Infatti, lo stesso affermò che “ a volte il prezzo dei tabacchi di contrabbando veniva pagato mediante la consegna di oggetti d’arte”. Secondo il pm Auletta, l′omicidio Spampinato venne ordinato proprio perché le indagini sul traffico d′antiquariato e sui traffici illeciti di cui si servivano i neofascisti siciliani avrebbero potuto svelare delle verità troppo scomode, tra cui l′attiva partecipazione dello stesso Campria e di Tumino. Spampinato, quindi, pagò a caro prezzo una passione mai spenta, quella intensa voglia di cercare sempre la verità dappertutto, anche a costo della propria vita. L′esempio di Spampinato è esemplare proprio perché rispecchia profondamente l′elevato livello morale e professionale di un giornalista d′inchiesta, che non vuole piegarsi né alle minacce né alle intimidazioni di cui è spesso vittima,cercando di sconfiggere la paura. Oggigiorno, la situazione sembra essere ancor più tragica. Sebbene gli omicidi registrino un netto calo, non altrettanto vale per le intimidazioni: secondo un rapporto di “Ossigeno per l′Informazione”, un osservatorio speciale della FNSI, nel solo 2010 si sono registrati ben 43 episodi di intimidazione, con un aumento del 100% rispetto al triennio 2006-2008.
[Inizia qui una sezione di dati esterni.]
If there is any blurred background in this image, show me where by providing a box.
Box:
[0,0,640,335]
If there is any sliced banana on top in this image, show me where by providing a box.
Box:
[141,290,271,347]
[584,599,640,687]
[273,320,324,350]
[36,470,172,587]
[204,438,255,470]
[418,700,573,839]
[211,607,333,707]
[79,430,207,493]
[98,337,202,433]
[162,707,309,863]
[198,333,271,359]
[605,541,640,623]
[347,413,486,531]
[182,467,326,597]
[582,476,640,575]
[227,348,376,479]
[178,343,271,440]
Peggio va per le minacce collettive, cioè rivolte alle redazioni giornalistiche: nel 2009 si sono registrati 9 casi e 200 giornalisti coinvolti, mentre oggi il numero di minacce è salito a 24 e i giornalisti coinvolti sono almeno il doppio. La situazione per il giornalismo d′inchiesta, dunque, non sembra affatto migliorata. Giovanni Spampinato, così come oggi Lirio Abbate, Pino Maniaci, Dino Paternostro, Aldo Virzì e tanti altri, era il fiore all′occhiello del giornalismo siciliano. Recentemente, Attilio Bolzoni, giornalista di Repubblica, ha affermato: “ È più facile fare il giornalista a Kabul o Baghdad che a Palermo”. Bisogna fare in modo che questa realtà cambi una volta per tutte. Non bisogna lasciare soli i giornalisti veri, quelli che rischiano la propria pelle, quotidianamente, allo scopo di informare la gente e cancellare quanto di falso e distorto vi sia in altre parti del mondo dell′informazione. Questo modo di fare giornalismo deve essere difeso e deve vivere per sempre. In onore di chi ama ed ha amato il dolce gusto della verità.